烛花啪的一声轻爆炸开,屋内光线先是一暗,然后比先前更亮了一些,清风猛地从床上坐起,睁开双眼,这才发现自己未着寸缕,连忙扯过一边的被子将自己裹住,回过头来,看着身边睡得香甜的李世,心中柔情万分,伸出手去,轻轻地抚着李世的脸庞。
半撑着的身体猛地一矮,却是李世一伸手将她又重新拉了下来,两手撑着床,清风嗔怪地笑道:“原来你醒了,却装睡骗我?”
李世哈哈一笑,“你起来这么大的动静,我还能不醒,我是干什么的?我可是一员征战沙场多年的武将,这点警醒没有,在战场上能活到现在?”

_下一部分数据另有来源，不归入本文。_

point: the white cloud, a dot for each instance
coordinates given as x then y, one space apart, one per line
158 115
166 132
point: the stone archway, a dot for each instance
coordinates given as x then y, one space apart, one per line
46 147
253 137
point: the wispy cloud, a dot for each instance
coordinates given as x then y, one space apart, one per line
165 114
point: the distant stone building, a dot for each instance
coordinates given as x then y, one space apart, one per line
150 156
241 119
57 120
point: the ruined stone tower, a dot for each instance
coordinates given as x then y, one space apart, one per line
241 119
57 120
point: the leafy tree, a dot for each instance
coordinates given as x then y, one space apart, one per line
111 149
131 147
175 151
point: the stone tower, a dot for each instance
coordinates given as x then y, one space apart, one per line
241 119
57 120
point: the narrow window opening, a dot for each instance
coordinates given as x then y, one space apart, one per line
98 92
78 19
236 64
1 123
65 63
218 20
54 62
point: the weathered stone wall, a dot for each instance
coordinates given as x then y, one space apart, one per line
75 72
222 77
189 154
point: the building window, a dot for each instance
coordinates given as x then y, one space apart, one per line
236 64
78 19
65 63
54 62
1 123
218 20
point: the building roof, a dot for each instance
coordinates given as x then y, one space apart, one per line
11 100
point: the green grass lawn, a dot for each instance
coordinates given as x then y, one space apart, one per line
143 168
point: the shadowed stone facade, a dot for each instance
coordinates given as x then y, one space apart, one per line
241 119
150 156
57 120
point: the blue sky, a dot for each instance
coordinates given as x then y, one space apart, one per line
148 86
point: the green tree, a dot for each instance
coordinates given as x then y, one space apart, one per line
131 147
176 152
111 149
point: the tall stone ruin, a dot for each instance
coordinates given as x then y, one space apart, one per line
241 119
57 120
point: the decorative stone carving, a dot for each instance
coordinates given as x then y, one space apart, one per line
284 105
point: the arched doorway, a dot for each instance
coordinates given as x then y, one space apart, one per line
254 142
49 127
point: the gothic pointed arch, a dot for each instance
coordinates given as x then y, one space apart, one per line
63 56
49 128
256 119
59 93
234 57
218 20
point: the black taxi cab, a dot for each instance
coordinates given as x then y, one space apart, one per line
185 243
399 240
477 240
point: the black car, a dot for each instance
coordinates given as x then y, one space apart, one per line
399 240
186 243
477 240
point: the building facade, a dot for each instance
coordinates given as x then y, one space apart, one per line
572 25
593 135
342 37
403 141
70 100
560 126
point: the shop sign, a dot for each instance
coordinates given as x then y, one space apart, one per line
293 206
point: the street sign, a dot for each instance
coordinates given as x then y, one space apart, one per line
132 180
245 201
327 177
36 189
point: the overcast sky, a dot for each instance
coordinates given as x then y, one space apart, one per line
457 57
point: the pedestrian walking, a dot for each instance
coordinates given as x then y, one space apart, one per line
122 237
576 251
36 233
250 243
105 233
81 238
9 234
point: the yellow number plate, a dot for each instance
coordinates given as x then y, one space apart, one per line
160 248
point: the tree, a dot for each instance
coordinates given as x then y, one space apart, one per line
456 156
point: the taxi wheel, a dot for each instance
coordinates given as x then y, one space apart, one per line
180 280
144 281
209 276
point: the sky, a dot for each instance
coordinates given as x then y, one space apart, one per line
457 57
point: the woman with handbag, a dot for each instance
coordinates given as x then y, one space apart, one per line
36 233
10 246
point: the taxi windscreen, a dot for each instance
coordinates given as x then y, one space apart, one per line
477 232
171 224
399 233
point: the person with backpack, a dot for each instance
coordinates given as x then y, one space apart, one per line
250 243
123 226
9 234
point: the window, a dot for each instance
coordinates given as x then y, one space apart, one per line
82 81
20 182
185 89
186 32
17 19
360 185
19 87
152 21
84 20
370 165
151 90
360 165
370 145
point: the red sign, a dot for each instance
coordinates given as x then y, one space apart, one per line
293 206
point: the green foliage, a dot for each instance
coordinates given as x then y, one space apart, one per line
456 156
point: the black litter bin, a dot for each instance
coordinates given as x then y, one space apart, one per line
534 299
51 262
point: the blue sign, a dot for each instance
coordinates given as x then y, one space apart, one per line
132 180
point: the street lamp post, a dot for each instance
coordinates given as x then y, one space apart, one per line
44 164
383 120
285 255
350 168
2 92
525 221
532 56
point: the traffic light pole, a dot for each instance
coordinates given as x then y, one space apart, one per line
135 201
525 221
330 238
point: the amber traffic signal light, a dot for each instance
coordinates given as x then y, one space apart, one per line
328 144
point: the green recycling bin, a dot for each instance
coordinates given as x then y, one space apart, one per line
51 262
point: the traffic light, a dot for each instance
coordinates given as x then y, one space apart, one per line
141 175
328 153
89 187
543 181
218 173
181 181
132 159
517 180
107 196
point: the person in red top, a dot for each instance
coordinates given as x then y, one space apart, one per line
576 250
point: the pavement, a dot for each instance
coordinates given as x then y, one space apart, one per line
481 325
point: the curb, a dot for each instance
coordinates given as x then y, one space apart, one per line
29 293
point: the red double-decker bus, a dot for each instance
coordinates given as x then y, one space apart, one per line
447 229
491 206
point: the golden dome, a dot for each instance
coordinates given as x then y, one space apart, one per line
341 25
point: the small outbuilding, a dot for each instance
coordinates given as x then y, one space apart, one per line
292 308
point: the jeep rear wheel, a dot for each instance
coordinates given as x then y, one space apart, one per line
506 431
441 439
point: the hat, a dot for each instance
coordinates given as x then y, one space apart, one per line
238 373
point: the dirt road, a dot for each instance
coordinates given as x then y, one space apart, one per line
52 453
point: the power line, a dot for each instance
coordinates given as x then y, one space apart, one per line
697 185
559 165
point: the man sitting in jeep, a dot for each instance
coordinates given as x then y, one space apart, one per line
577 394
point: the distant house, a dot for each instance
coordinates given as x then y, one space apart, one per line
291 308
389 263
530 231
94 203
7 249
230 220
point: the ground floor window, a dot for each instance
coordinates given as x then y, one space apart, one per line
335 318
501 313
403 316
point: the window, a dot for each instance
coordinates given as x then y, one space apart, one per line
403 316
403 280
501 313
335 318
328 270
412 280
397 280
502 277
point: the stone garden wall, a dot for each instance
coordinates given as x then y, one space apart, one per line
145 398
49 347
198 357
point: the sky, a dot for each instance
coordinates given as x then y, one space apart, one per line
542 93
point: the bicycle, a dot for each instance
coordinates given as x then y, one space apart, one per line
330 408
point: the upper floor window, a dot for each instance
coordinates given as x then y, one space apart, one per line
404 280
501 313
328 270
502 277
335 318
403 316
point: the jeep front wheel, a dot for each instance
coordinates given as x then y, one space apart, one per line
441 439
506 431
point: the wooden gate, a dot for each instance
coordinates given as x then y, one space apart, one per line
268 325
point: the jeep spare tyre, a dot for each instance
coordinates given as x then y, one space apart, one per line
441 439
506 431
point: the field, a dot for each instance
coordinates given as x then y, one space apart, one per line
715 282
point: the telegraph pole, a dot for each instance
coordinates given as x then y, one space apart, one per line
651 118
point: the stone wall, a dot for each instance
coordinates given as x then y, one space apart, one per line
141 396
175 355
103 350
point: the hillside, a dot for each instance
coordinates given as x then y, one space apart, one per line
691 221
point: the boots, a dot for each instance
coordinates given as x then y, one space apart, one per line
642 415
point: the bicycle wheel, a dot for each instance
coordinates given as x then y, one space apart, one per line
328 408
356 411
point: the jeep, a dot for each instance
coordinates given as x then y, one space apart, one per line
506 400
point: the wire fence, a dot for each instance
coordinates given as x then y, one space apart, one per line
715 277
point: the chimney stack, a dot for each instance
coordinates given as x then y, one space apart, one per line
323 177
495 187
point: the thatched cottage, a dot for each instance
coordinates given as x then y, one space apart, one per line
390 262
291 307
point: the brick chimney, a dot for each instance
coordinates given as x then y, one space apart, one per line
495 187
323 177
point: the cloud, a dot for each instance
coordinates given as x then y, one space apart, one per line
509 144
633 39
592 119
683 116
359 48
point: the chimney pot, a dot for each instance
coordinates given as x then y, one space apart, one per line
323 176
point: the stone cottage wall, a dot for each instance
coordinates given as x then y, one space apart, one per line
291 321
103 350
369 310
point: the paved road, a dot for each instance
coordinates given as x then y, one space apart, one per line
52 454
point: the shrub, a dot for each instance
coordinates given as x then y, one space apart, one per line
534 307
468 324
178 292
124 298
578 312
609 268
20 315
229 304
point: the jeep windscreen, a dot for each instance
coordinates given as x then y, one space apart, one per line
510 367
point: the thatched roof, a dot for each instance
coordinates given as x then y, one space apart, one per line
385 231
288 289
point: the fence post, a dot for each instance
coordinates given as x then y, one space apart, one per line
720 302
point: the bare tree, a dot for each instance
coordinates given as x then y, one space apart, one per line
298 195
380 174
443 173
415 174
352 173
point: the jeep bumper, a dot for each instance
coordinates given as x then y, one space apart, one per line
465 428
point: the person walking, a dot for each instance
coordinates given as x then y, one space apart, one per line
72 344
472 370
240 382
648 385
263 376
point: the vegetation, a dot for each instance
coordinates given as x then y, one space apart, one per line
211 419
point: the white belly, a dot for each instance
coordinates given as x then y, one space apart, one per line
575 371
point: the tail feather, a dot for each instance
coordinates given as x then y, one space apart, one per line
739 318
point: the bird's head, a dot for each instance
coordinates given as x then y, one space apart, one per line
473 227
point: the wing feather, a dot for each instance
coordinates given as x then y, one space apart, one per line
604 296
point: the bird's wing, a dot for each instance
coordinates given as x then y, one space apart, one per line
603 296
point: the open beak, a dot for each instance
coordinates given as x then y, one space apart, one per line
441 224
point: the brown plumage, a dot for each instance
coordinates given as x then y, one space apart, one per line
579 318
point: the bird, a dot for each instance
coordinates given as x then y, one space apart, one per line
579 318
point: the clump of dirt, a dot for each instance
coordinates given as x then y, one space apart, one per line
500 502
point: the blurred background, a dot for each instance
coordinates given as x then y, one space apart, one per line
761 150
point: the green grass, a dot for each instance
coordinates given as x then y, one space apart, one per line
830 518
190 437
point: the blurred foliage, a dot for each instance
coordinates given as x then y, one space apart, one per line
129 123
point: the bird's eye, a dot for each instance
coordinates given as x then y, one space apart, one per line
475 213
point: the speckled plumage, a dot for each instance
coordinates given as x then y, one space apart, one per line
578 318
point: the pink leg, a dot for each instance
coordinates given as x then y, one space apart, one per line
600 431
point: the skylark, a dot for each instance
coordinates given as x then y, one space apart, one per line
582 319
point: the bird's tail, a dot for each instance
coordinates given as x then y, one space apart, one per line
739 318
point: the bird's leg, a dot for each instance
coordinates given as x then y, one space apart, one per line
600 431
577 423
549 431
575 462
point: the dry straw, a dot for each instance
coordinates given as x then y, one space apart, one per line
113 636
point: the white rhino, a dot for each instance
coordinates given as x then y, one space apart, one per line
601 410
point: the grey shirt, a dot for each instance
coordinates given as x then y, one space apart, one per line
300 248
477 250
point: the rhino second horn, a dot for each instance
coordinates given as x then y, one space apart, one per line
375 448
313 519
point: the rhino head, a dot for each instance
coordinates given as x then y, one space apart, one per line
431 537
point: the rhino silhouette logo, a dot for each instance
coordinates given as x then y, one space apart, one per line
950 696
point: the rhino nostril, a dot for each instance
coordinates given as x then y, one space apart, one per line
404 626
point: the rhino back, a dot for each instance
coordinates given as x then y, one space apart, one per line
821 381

清风看着李世身上那斑斑驳驳的伤痕,有些心疼地抚摸着那些伤疤,柔声问道:“还疼吗?”
“不疼了,早就不疼了,这都是多少年前的事了。早好了!”
“可是很多沙场宿将们身上的老伤每逢阴雨天都会疼痛的。”
“你忘了我们定州可是有桓熙桓神医么,这些年来,他每隔一段时间都会来给我检查一次,开一些调理的方子,身子可是比以前更健壮了。”说到这里,伸手在清风的某个地方掐了一下,调笑道:“怎么,你没有感觉么?”
清风顿时羞了一个大红脸,随手一巴掌便扇了下去,“都是王爷了,说话还这么不正经。”
哎呀!李世惨叫一声,两手捂住要害所在,双腿屈了起来,清风不由大惊,“怎么啦怎么啦?”
“你打到我那儿了!”李世呻吟道。
“怎么会,我又没用劲儿!”刚刚随手一掌拍下去,倒是没有注意到底打在那里,现在看着李世满脸的痛苦劲儿,清风不由慌了神。“不要紧吧,我劲儿小,不要紧的。”
“谁说不要紧,哎哟,你摸摸看!”
清风手伸到半途,忽地看到李世眼中闪过一丝得意的笑容,手立马缩了回来,“又来骗我!”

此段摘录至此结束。